Since you did not request this e-mail (at least, certainly not from the spammer!), it meets the first criterion. Since it certainly would have gone to more than just you (otherwise the chances of success of the "phish" [meaning e-mail pretending to be from an enterprise with whom you do business attempting to get personal information] would be almost nil), it may (IMHO) be presumed to meet the second criterion.
Link to comment
Share on other sites

I've just had a load of boucned messages for emails i did not send. This is someone pretending to be from my domain to send spam. Sorry to be a PITA but direct me what to do with these (i tried reporting as normal but spam cop said NOTHING TO DO). Im not an ISP just a bod with MS OE6

Link to comment
Share on other sites

I've just had a load of boucned messages for emails i did not send. This is someone pretending to be from my domain to send spam. Sorry to be a PITA but direct me what to do with these (i tried reporting as normal but spam cop said NOTHING TO DO). Im not an ISP just a bod with MS OE6

40119[/snapback]

Hi Barry!

It rather depends on how you are trying to report them. Presuming you have registered for a SpamCop free reporting account then you can forward the messages as attachments to your spam reporting Email address or you can copy the full text and headers and report via the normal website interface.

These FAQ entries may assist you...

How to Forward as attachment

Forwarding as attachment from OE6

Andrew

Link to comment
Share on other sites

...That works fine for me, offering to send a complaint to the abuse address of 208.31.41.115.

...Have you configured Mailhosts yet?

40129[/snapback]

OK, I will have a go at setting up mailhosts but at present my domain is in middle of a transfer so will wait a few days first. I think I understand it (think) ;-)

Thanks for all the help people. :)

Link to comment
Share on other sites

OK, I will have a go at setting up mailhosts but at present my domain is in middle of a transfer so will wait a few days first.  I think I understand it (think) ;-)

Thanks for all the help people.  :)

40130[/snapback]

OK, I followed through the mailhosts config with reported success. It lists the ISP where my emails get mapped too first and then the ISP that does the mapping second. I then reported all the bounced messages and although there is more data on the report it still says "NOTHING TO DO". Here's a tracking URL for one of them:

http://www.spamcop.net/sc?id=z870912009zbf...1a637e3610bc12z

:unsure:

Link to comment
Share on other sites

OK, I followed through the mailhosts config with reported success. It lists the ISP where my emails get mapped too first and then the ISP that does the mapping second.  I then reported all the bounced messages and although there is more data on the report it still says "NOTHING TO DO". Here's a tracking URL for one of them:

http://www.spamcop.net/sc?id=z870912009zbf...1a637e3610bc12z

:unsure:

40143[/snapback]

Hi Barry!

It would still help o know how you're submitting your reports. I checked the link provided and could have submitted your report which would have been sent to: abuse[at]allstream.com

In order to reproduce the issue as you are seeing it we'll need to know the process you're following.

Andrew

Link to comment
Share on other sites

OK, I followed through the mailhosts config with reported success.
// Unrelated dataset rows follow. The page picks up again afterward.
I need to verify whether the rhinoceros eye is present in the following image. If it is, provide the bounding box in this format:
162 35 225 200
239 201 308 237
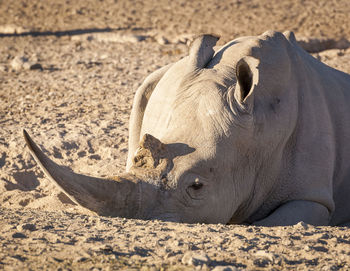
190 179 203 190
191 183 203 190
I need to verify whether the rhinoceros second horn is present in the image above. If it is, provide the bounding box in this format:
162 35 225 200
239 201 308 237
23 130 149 218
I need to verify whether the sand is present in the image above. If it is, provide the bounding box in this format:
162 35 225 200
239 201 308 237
0 0 350 271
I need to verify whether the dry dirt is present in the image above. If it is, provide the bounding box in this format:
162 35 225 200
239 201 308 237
0 0 350 271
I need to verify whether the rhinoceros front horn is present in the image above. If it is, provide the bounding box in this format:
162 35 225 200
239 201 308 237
23 130 153 218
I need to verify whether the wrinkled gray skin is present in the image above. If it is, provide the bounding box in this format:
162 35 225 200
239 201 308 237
25 31 350 226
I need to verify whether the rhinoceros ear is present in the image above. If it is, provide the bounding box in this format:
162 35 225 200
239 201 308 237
234 56 259 109
189 35 219 69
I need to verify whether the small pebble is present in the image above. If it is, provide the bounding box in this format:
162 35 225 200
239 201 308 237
12 232 27 238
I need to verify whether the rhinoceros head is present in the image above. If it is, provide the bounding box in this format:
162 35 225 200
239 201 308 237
24 32 297 223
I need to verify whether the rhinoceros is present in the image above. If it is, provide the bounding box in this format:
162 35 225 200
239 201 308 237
24 31 350 226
It lists the ISP where my emails get mapped too first and then the ISP that does the mapping second.  I then reported all the bounced messages and although there is more data on the report it still says "NOTHING TO DO". Here's a tracking URL for one of them:

http://www.spamcop.net/sc?id=z870912009zbf...1a637e3610bc12z

40143[/snapback]

No way to understand what you're saying here ... the Tracking URL you provide here is actually still "live" .... normally, I would cancel such a thing, so as to prevent someone else from sending it out as you .... but I don't see how you could be seeing anything different ....

Link to comment
Share on other sites

No way to understand what you're saying here ... the Tracking URL you provide here is actually still "live" .... normally, I would cancel such a thing, so as to prevent someone else from sending it out as you .... but I don't see how you could be seeing anything different ....

40160[/snapback]

Dont know how to cancel it. I've took a screen grab and uploaded it to http://www.burbs.co.uk/Image1.jpg if that helps? :unsure:

Link to comment
Share on other sites

Dont know how to cancel it.  I've took a screen grab and uploaded it to http://www.burbs.co.uk/Image1.jpg if that helps?  :unsure:

40174[/snapback]

Well I'm unsure too! The link is still live although no doubt it will time out soon as the 48 hours is approaching.

Like Wazoo, I can't imagine why you see something different to the rest of us.

Again, please tell us how you get to this screen, just in case we're doing something different to you.

Andrew

Link to comment
Share on other sites

Well I'm unsure too!  The link is still live although no doubt it will time out soon as the 48 hours is approaching.

Like Wazoo, I can't imagine why you see something different to the rest of us.

Again, please tell us how you get to this screen, just in case we're doing something different to you.

Andrew

40176[/snapback]

1> I get a bounced email message to a username I don't use (and surely am not responsible for sending the mail that resulted in the bounce in the 1st place).

2> I forward as attachment to my spamcop address (normal spam works fine in this manner).

3> I get an Email back from SpamCop saying it is ready for processing, I click the link and end up at the screenshot.

As I said, normal spam to me works fine through spamcop.

Im pretty sure my mailhosts are set up properly as it's a pretty fool proof system.

Link to comment
Share on other sites

Im pretty sure my mailhosts are set up properly as it's a pretty fool proof system.

40181[/snapback]

Hi Barry!

Thanks for posting the steps followed. I don't see anything unduly strange in the process you're following.

I'm sure it isn't a Mailhost thing. Others, like Wazoo and I, see the correct submission screen and could, if we wished, press the submit button. I can't imagine why this doesn't work for you - especially when you say other reports work fine.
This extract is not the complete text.